Funny times we’re living through, aren’t they. With no work on Friday and no reason to be up especially early, I could stay up for as long as I wanted on Thursday night. As soon as the exit poll was announced, predicting the most unexpected of election outcomes – a hung parliament – I was too excited to contemplate sleep for any time in the near future. Along with I expect half the country, I watched the drama unfold as the bubble of Tory arrogance was slowly burst. By Friday morning it felt like the raging injustice of the past year was gone. Against all odds, the British public had said “no” to the complacent Tories’ program for years more of austerity, and a non-committal “maybe” to Labour’s vision for hope. It’s looking like we won’t get the horrendous “hard” Brexit the prospect of which the right so relished up until Friday. The clouds had begun to clear; I could feel some restored faith in our electoral process.
An outright Labour win would have been better, but this is the British public we’re talking about. We are not known for our eagerness to embrace radical change. I will take the result that we got. How P is taking it, I might never know. There have been no emails, no texts since Thursday. I couldn’t resist briefly logging into facebook on Friday to see if he’d posted anything; nothing. Like all Tories this weekend I suppose he’s upset, but determined to hang onto the notion that they still govern, despite all the evidence suggesting why they can’t. Even now we are hearing in the news from senior Conservatives who believe this isn’t the end of the road, surely now we must all get behind our government because they happened to win the most seats in parliament. The denial is strong. There is no taking into account the idea that perception is more important than the number of MPs you have.
With no communication in three days, I can assume P is annoyed with me. I don’t know whether to feel guilty about the way I’ve left things with him. I don’t feel anything at the moment, apart from perhaps some relief. Politics may have been the big issue that came between us in the end, but it was undeniably about far more than that. The inauthentic, head-in-the-sand, “I’m always right even when I’m wrong” attitude, which makes him fit so well with the Tories, probably did for him a long time ago. The only reasons I can think of for feeling bad about telling him the truth are:
- I did it by email
- Society says we’re supposed to respect view points that differ to ours
These are society rules: they are not beliefs that I genuinely hold in my core. Therefore I don’t feel guilty, yet.
The election was all anyone could talk about in counselling class yesterday. It was nice to spend a day with people who all agreed with me; it’s been so long since I experienced common values with anyone in my personal life. I’ve been invited to interview for the diploma course in three weeks’ time, along with many of my classmates. The interview will be the same arduous series of tasks that we had in December for the certificate course. I’m not looking forward to it, but at least I’ll be prepared for it this time. It will be good to see people there that I’ve come to know and like as well.

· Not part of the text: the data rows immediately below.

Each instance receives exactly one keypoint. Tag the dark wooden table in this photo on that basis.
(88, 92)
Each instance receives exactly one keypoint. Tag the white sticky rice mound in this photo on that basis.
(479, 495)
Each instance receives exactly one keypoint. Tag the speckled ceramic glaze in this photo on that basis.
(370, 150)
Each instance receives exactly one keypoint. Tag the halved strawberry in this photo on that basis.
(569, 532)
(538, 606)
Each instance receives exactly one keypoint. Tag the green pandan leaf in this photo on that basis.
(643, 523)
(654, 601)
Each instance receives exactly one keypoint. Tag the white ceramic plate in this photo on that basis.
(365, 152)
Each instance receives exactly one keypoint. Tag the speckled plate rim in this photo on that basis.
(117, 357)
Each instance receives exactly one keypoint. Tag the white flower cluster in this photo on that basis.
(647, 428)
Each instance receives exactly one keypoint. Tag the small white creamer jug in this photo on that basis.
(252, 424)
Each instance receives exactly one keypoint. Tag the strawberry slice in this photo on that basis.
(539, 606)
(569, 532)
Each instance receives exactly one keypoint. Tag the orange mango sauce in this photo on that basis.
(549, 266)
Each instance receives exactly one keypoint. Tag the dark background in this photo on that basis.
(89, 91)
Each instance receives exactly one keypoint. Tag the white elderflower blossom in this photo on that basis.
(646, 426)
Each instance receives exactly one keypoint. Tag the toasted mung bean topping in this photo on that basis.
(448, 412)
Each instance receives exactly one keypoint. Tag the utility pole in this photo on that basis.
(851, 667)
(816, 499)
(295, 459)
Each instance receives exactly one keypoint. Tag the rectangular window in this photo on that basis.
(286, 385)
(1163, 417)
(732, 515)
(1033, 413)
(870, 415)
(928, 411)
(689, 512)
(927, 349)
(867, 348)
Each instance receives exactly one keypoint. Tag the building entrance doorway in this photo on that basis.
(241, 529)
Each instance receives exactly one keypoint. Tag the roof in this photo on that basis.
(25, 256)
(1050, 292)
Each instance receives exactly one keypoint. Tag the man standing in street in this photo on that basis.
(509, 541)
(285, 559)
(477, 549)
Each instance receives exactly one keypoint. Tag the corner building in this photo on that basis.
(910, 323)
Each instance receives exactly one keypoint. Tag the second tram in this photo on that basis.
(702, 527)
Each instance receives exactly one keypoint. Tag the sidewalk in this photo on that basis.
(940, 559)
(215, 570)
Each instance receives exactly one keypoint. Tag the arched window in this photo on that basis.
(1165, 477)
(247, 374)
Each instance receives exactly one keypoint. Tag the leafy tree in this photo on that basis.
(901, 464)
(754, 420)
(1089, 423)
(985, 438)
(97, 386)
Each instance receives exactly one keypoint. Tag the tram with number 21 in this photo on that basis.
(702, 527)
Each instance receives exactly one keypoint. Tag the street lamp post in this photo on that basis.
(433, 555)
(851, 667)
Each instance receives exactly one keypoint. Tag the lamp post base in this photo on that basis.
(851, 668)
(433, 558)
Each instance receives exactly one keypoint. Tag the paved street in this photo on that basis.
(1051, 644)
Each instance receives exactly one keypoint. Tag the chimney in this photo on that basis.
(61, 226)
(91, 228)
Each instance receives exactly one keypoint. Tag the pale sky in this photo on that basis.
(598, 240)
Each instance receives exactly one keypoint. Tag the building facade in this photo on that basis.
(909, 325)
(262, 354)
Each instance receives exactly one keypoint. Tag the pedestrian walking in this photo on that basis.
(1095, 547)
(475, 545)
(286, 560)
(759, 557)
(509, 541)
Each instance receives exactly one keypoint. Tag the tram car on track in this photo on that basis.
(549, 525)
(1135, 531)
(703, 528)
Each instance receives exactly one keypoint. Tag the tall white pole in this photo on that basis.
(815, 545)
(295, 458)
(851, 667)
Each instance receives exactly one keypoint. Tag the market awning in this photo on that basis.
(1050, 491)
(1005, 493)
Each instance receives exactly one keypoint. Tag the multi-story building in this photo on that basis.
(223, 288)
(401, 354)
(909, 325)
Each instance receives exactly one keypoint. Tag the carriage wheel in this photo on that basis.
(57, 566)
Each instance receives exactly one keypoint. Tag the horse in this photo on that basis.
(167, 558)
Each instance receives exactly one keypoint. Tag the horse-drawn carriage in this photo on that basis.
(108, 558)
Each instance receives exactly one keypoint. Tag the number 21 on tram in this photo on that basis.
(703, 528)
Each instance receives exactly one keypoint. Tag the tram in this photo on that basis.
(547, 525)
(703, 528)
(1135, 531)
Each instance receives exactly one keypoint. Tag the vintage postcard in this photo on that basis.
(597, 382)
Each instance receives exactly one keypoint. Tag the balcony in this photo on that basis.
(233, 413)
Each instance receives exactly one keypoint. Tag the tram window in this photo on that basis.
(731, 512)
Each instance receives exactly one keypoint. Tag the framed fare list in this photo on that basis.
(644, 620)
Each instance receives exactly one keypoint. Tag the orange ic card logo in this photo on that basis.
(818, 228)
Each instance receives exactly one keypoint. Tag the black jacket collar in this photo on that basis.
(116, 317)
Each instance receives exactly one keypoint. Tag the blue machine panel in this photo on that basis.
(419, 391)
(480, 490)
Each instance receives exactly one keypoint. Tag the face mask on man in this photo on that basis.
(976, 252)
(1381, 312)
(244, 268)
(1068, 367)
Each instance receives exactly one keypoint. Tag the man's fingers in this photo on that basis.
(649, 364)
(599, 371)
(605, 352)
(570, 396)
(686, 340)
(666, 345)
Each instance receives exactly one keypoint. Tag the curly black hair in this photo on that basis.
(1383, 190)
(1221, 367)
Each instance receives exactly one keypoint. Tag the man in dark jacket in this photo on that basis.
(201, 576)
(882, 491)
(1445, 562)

I’ve excelled at the social side of things in AA meetings this weekend. The good feeling from the election has carried through to the extra effort I’ve been able to make with people I don’t always see. I’ve said it a lot in the last two years, but it still feels wonderful to be doing this well in AA again after the break I had, and I can’t take it for granted. As I approach my tenth sober anniversary I seem to have discovered a mature approach to meetings that actually serves me. As well as fellowship I’m only too happy to do service where I can, an attitude I could scarcely fathom five years ago. I have the two home groups now that anchor me in the week, two meetings where I generally feel secure in my seat. A third would always be nice; the search for the third continues.